Лариса достала из ридикюля небольшой электрический фонарик, раз в десять меньше тех, что здесь использовались в армии и на железной дороге, блокнот и редкостную, совсем недавно вошедшую в обиход «самопишущую» ручку.
– Давай…
Лариса продиктовала текст. «Я, такой-то, подтверждаю согласие добровольно сотрудничать с миледи Отэм по вопросам, представляющим для нее интерес. Обязуюсь предоставлять все интересующие ее материалы, касающиеся деятельности моей лично и возглавляемой мною комиссии. Согласен получать постоянное вознаграждение в сумме двадцать пять фунтов стерлингов еженедельно, каковая сумма может быть увеличена по взаимной договоренности».
– Все. Дата, подпись.
Роулз глубоко вздохнул.
– Это ведь тоже в своем роде смертный приговор, разве что с отсрочкой…
– Все мы живем под таким приговором и лишь лелеем надежду, что отсрочка будет достаточно длительной. А если без шуток – выбора-то у тебя никакого. Ты мне нужен живым, если сработаемся – оба доживем до глубокой старости.
– Сто фунтов в месяц – не маловато за жизнь с петлей на шее? – спросил комиссар, постепенно успокаиваясь.
– Если сейчас умрешь, тебе и медный фартинг не понадобится. А заработаешь – добавлю, я не жадная. Пиши!
Многому Лариса научилась у друзей. В том числе – без особых изысков ломать противника. В таком же стиле ребята работали в Москве, что в двадцатом году с чекистами и самим Троцким, что в две тысячи пятом с бандитами и заговорщиками. Главное – в темпе, не дающем возможностей для долгих размышлений и поисков выхода, поставить клиента перед совершенно однозначным выбором, демонстрируя отсутствие эмоций и холодную решительность, не сдерживать себя никакими нормами и принципами.
– Хорошо, только, с вашего позволения, я бы написал продиктованный текст несколько по-другому.
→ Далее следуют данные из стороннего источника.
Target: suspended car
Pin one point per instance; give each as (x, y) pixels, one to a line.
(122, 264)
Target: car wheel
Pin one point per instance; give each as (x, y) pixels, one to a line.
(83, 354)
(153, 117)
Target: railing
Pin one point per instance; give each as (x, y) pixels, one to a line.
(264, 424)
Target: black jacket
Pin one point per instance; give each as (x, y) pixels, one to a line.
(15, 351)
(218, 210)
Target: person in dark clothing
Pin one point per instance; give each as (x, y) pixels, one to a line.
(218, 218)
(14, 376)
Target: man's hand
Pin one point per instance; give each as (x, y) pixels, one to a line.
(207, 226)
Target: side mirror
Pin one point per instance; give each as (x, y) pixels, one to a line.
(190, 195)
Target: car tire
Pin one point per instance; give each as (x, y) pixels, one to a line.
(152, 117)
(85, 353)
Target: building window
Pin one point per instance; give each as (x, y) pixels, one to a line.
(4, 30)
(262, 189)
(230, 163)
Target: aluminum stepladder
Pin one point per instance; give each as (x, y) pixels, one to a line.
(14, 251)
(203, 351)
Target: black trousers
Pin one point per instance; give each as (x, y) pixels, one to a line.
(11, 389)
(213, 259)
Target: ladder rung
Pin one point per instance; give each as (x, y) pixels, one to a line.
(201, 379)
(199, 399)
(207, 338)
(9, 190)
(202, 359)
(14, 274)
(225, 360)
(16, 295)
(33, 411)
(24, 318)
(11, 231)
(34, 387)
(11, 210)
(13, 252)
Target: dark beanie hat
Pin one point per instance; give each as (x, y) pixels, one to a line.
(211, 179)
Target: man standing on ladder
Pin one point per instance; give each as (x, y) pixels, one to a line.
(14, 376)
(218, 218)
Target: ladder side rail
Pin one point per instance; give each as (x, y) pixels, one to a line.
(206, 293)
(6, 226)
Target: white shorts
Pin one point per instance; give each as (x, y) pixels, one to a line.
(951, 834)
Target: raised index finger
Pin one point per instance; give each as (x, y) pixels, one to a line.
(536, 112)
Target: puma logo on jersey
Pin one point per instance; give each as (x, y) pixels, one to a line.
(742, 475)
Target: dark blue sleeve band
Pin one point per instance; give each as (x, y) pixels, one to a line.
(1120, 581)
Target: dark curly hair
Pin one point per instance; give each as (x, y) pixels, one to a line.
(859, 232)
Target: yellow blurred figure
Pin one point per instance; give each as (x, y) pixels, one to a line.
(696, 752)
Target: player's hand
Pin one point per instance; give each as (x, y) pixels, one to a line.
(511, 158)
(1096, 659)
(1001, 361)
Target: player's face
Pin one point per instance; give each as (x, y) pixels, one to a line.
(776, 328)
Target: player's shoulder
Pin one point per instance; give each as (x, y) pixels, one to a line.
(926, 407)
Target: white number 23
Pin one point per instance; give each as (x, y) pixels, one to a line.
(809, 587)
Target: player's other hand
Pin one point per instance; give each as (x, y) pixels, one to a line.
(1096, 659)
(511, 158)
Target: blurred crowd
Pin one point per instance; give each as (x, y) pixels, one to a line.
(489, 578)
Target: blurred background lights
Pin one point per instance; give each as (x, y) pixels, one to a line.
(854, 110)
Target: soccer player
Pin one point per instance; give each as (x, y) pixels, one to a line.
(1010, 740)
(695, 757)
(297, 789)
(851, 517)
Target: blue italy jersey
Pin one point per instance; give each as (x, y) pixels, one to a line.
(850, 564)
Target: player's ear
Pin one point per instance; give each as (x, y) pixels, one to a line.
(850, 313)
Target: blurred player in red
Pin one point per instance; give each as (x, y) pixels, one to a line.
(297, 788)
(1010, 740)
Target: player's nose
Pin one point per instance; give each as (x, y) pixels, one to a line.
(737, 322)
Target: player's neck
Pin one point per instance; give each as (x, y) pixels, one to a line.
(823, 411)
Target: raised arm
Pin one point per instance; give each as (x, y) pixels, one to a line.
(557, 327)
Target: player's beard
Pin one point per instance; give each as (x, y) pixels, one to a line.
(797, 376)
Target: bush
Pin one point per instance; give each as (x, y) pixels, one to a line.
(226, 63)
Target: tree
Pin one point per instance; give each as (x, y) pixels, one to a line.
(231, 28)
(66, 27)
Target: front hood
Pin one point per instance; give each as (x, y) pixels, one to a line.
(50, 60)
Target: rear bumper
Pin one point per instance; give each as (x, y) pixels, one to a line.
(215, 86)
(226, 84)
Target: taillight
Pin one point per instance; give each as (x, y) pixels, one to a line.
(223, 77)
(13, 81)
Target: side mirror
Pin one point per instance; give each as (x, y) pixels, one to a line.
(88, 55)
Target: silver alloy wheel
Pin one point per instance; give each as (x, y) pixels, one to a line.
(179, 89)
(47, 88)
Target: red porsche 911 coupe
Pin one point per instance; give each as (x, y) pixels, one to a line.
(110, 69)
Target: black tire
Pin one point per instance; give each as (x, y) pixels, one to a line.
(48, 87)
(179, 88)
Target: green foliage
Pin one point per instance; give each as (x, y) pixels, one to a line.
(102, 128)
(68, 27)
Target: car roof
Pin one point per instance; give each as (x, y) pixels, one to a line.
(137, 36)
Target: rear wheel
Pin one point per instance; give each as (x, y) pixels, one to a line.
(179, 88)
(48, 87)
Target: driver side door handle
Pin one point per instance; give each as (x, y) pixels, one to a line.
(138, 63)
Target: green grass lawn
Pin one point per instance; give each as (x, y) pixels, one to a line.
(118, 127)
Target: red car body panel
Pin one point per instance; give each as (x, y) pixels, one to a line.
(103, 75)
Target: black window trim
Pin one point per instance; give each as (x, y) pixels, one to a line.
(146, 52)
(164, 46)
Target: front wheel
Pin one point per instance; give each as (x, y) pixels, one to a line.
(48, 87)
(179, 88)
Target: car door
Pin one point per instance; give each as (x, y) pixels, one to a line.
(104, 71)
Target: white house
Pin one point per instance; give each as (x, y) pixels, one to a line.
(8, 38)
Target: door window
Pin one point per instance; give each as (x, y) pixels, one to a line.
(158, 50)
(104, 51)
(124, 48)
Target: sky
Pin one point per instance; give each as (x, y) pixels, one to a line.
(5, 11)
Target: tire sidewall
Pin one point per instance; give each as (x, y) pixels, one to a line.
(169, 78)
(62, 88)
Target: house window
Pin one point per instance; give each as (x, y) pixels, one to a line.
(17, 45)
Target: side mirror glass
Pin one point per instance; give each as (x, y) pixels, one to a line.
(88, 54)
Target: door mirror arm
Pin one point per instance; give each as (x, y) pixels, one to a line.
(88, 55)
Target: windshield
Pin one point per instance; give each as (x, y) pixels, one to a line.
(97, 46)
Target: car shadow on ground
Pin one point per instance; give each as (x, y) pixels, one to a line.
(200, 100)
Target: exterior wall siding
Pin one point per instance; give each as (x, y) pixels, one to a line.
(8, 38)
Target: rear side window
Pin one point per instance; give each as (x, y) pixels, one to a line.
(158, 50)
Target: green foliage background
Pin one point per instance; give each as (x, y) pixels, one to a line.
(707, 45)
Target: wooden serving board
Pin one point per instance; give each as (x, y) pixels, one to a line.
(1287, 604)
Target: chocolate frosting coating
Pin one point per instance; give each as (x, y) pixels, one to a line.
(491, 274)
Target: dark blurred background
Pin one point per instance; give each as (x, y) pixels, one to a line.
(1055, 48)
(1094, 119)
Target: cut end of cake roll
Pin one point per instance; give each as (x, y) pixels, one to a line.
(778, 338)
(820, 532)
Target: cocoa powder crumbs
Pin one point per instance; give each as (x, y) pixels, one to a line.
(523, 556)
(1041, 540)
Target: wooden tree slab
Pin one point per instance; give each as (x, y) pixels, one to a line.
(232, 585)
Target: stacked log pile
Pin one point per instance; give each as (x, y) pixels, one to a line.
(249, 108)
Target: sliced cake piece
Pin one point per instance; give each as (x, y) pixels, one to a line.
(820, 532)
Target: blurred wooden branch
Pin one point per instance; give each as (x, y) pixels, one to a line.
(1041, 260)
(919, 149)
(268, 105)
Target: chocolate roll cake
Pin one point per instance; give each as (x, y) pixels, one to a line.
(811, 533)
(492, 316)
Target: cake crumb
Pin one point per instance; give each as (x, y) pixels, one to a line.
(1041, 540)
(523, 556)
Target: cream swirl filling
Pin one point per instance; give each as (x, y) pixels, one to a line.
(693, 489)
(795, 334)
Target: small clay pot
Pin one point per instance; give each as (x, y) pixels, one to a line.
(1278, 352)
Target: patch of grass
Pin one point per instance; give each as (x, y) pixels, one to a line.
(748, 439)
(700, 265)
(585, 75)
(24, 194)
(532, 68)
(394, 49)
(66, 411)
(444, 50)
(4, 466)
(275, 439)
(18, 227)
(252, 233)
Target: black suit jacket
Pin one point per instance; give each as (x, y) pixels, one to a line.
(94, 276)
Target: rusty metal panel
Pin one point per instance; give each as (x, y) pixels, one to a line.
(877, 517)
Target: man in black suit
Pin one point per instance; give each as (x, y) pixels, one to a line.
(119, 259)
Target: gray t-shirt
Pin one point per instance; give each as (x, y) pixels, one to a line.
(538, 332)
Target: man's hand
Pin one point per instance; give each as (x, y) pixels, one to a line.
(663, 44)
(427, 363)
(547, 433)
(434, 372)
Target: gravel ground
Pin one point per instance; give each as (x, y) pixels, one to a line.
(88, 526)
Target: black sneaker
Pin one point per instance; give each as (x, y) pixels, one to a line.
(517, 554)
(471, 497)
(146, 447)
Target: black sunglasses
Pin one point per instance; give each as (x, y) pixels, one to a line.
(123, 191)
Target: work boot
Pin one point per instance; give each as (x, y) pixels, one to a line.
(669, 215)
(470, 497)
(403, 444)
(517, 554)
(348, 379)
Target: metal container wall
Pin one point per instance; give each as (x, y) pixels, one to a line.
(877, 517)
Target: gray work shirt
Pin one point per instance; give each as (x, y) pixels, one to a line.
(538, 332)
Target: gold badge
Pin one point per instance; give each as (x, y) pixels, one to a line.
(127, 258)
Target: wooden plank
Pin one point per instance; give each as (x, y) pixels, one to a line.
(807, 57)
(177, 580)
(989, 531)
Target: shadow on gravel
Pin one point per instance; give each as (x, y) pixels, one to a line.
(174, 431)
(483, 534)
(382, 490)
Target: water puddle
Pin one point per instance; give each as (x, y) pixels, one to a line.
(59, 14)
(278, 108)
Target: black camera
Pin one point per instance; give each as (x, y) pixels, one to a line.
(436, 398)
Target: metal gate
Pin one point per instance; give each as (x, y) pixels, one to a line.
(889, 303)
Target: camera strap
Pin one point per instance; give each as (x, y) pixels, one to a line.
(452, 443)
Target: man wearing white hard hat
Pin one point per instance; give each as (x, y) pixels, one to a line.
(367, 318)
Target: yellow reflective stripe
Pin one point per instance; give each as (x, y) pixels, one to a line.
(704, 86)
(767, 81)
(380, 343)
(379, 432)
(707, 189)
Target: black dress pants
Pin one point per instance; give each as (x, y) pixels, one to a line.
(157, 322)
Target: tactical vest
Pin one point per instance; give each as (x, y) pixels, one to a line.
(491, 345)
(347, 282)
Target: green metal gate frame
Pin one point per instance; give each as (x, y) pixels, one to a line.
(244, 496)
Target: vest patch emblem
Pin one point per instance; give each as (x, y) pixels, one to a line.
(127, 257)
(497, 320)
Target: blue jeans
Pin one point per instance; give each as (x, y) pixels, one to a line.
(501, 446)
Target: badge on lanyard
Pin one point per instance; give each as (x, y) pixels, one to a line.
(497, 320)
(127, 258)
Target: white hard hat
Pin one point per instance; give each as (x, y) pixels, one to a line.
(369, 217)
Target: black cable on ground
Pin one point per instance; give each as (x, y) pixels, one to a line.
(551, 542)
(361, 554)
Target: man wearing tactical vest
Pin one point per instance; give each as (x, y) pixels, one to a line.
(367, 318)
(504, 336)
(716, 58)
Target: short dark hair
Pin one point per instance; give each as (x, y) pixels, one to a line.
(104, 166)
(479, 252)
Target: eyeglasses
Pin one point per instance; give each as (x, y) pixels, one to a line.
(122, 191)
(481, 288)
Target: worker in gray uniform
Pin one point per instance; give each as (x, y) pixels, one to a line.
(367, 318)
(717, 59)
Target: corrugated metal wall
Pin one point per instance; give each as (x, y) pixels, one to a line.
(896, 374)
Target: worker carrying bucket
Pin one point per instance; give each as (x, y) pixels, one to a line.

Конкретнее и ближе к моему обычному стилю.
– Давай, пиши, – повторила Лариса. – Инициатива у нас приветствуется. А я прочту…
Документ ее устроил. Она аккуратно сложила бумагу, убрала в ридикюль.
– Присмотри за мистером, – сказала Лариса роботу и спрыгнула на вымощенную плитами песчаника набережную рядом с высоким парапетом. Внизу гулко бились о берег океанские волны. Сильно пахло морской солью и гниющими водорослями.
По карманной рации вызвала Кирсанова.
– Ты еще не спишь? – вежливо спросила она.
– Если ты нет, я тем более. Что с адмиралом?
– Похоже, согласится. Но это завтра. А сейчас тут у меня еще одна, неназначенная, встреча. С неким мистером Роулзом. Знаешь такого?
– Еще бы. Где он тебе подвернулся? Неужто к Хилларду визит нанес?
– Нет, на улице ждал. Пришлось его помощников обездвижить, а самого попросить согласие на сотрудничество подписать…
Кирсанов несколько секунд помолчал, в трубке слышно было только его дыхание.
– Лихо начинаешь, миледи, даже слишком. Ты где?
Лариса объяснила.
– Вокруг спокойно?
– Ночь, безлюдье, море шумит. Да мне бояться некого. Теперь уже…
– Хорошо, жди, сейчас за тобой подъедет Давыдов или Эльснер. Отвезет тебя с клиентом в надежное место. Я туда через полчасика забегу.